Freelancer
Publicado em 29 de julho de 2025 às 09h37.
Em meio aos conflitos comerciais impulsionados pelas tarifas do presidente dos Estados Unidos, Donald Trump, a Boeing parece ser uma das únicas gigantes industriais do país a sair ganhando. Enquanto a maioria dos setores enfrenta incertezas e possíveis retaliações internacionais, a fabricante de aviões tem acumulado novos pedidos ligados a acordos comerciais firmados pela Casa Branca.
Nos últimos meses, países como Indonésia, Japão, Bahrein, Emirados Árabes Unidos, Arábia Saudita e Catar anunciaram a intenção de comprar centenas de jatos da Boeing. Segundo reportagem do The New York Times, esses anúncios têm servido como vitrine para Trump, que os apresenta como prova de que suas políticas econômicas estão fortalecendo a indústria americana.
“Desde o primeiro mandato, os acordos de Trump quase sempre envolvem esse tipo de compra simbólica”, disse Bruce Hirsh, especialista em comércio da consultoria Capitol Counsel. Segundo ele, os parceiros comerciais já esperam oferecer "itens de grande impacto" nos acertos com a Casa Branca.
As ações da Boeing subiram após cada novo anúncio tarifário. Essa tendência, segundo o jornal, reflete a percepção de que a empresa está ganhando com as decisões da presidência.
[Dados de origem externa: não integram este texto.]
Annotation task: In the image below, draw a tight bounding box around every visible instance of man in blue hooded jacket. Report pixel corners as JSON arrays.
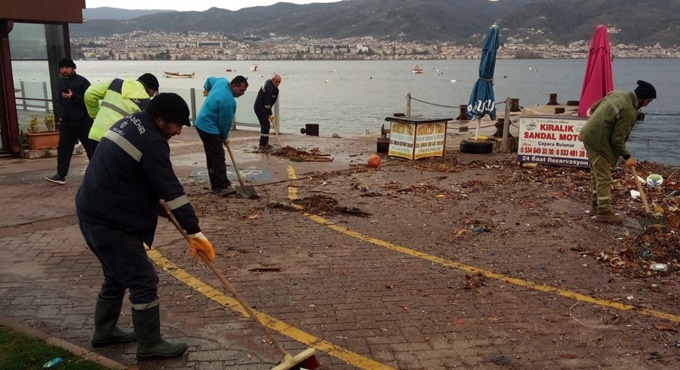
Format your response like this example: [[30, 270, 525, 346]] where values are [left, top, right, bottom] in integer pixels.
[[194, 76, 248, 196]]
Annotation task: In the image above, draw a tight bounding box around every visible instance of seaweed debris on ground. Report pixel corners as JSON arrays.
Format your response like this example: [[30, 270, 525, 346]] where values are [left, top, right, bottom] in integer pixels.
[[269, 146, 333, 162], [410, 155, 680, 277], [270, 195, 371, 217]]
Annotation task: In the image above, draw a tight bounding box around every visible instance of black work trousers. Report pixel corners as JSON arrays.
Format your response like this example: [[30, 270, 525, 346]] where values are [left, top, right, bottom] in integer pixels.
[[57, 120, 94, 177], [196, 128, 231, 190], [78, 219, 158, 305], [255, 110, 272, 146]]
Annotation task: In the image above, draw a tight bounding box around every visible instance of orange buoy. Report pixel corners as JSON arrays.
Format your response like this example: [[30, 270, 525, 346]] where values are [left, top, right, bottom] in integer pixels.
[[368, 154, 381, 168]]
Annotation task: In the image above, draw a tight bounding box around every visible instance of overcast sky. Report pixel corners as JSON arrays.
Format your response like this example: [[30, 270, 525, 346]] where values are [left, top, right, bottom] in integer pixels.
[[85, 0, 340, 11]]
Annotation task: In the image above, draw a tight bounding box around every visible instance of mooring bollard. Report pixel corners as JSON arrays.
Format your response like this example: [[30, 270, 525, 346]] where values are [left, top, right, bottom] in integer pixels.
[[456, 104, 467, 120], [510, 98, 522, 112]]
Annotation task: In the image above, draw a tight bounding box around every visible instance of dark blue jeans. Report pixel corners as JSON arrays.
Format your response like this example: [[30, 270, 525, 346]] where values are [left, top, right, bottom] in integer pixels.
[[78, 220, 158, 304], [255, 110, 271, 146], [57, 121, 94, 177], [196, 129, 231, 190]]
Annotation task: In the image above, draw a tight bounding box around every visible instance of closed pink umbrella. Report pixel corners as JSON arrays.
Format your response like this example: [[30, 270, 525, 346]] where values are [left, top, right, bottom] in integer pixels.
[[578, 25, 614, 117]]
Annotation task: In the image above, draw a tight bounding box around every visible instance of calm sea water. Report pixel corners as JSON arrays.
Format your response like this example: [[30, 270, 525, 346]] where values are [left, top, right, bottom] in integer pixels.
[[13, 59, 680, 165]]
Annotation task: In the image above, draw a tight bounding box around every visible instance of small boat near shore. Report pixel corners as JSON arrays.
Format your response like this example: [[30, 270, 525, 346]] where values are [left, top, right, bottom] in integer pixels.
[[163, 71, 195, 78]]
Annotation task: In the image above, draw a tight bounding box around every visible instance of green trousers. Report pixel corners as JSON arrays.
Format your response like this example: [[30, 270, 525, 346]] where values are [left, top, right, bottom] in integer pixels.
[[588, 150, 612, 215]]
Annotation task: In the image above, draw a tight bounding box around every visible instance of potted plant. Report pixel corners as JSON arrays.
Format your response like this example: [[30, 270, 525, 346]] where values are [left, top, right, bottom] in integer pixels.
[[26, 113, 59, 150]]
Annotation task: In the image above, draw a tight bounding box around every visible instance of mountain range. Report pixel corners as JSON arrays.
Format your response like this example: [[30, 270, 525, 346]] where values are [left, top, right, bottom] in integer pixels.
[[70, 0, 680, 47]]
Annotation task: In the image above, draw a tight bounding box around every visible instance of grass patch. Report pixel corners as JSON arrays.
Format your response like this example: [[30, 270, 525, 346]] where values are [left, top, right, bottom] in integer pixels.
[[0, 325, 113, 370]]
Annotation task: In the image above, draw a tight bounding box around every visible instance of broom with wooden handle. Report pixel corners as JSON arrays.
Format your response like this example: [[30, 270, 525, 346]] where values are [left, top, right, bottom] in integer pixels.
[[166, 208, 321, 370]]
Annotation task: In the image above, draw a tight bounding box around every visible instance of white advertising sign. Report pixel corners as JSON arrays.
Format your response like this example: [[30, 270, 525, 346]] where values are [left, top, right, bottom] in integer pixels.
[[517, 116, 588, 167]]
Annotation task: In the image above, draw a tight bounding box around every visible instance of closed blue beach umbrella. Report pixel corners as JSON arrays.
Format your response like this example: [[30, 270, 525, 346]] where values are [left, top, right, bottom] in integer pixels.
[[467, 24, 498, 137]]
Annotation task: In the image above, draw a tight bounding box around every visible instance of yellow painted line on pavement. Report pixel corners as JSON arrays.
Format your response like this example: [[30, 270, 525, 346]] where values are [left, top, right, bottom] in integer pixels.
[[288, 167, 680, 322], [147, 249, 393, 370]]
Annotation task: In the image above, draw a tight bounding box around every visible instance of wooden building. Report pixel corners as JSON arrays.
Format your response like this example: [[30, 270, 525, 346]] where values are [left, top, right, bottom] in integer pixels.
[[0, 0, 85, 155]]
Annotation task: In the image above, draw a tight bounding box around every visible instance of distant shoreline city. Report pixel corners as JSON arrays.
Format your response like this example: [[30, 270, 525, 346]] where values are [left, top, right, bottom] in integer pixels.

Entretanto, especialistas em aviação passaram a tratar os contratos com uma certa cautela.
“São os famosos pedidos que parecem grandes, mas ainda estão longe de se tornarem entregas reais”, afirmou Richard Aboulafia, analista da AeroDynamic Advisory. Ele relatou que muitos desses acordos são apenas cartas de intenção, sujeitas a revisão ou cancelamento nos próximos anos.
Já Adam Pilarski, da consultoria Avitas, vê influência direta da presidência nas decisões. “Se o presidente diz: ‘Venha comigo e assine algo que crie empregos nos EUA’, você participa do jogo. É política e relações públicas misturadas com negócios”, afirmou.
Segundo resultados do segundo trimestre de 2025, divulgados nesta terça-feira, 29, a fabricante registrou um aumento na receita de 35%, fechando o período em US$ 22,75 bilhões. Desde o início do ano, as ações da Boeing acumulam uma alta superior a 30%, além de terem finalizado o maior volume de entregas em 18 meses.
Segundo o levantamento dos resultados, a empresa estimou uma redução de 50% no prejuízo em comparação com o mesmo período de 2024. “Mudanças levam tempo, mas estamos começando a ver uma diferença em nosso desempenho em todos os negócios”, disse o CEO Kelly Ortberg em nota aos funcionários.
Além dos resultados financeiros, o CEO reforçou a redução dos custos da companhia, incluindo a demissão de 10% da força de trabalho. Mudanças na liderança da divisão de defesa e a venda da unidade de navegação Jeppesen também marcam o trimestre positivo.
A reportagem ainda lembra que alguns acordos destacados por Trump ainda nem se concretizaram. O caso mais emblemático é o da Indonésia, que teria prometido comprar 50 aviões. No entanto, a estatal Garuda negou que o contrato esteja fechado.
A Boeing também enfrenta atrasos sérios em sua produção. Modelos, como o 737 Max (em novas variantes) e o 777-9, ainda aguardam certificação, enquanto o cronograma foi atrasado ainda mais diante de greves, falhas técnicas e do acidente fatal na Índia, que matou 241 passageiros.
Mesmo com encomendas registradas, companhias aéreas podem renegociar as entregas, reduzir o volume ou adiar pagamentos - uma prática considerada comum no setor, especialmente quando o cenário econômico muda. A Ryanair, por exemplo, havia sinalizado que pode postergar compras caso a Europa decidisse retaliar as tarifas americanas.
Especialistas afirmaram ao jornal que os mesmos acordos que hoje favorecem a Boeing, podem se voltar contra ela. Tarifas impostas pelo republicado sobre aliados e rivais geram tensões que ameaçam a cadeia de fornecedores da fabricante.
Além disso, autoridades europeias também consideram incentivar acordos com a Airbus como resposta à política comercial dos EUA, o que poderia neutralizar o avanço da rival americana em outros mercados.
“Se os países forem pressionados a comprar da Boeing como parte de acordos com os EUA, é natural que a Europa reaja buscando fortalecer sua própria indústria”, afirmou Courtney Miller, da Visual Approach Analytics.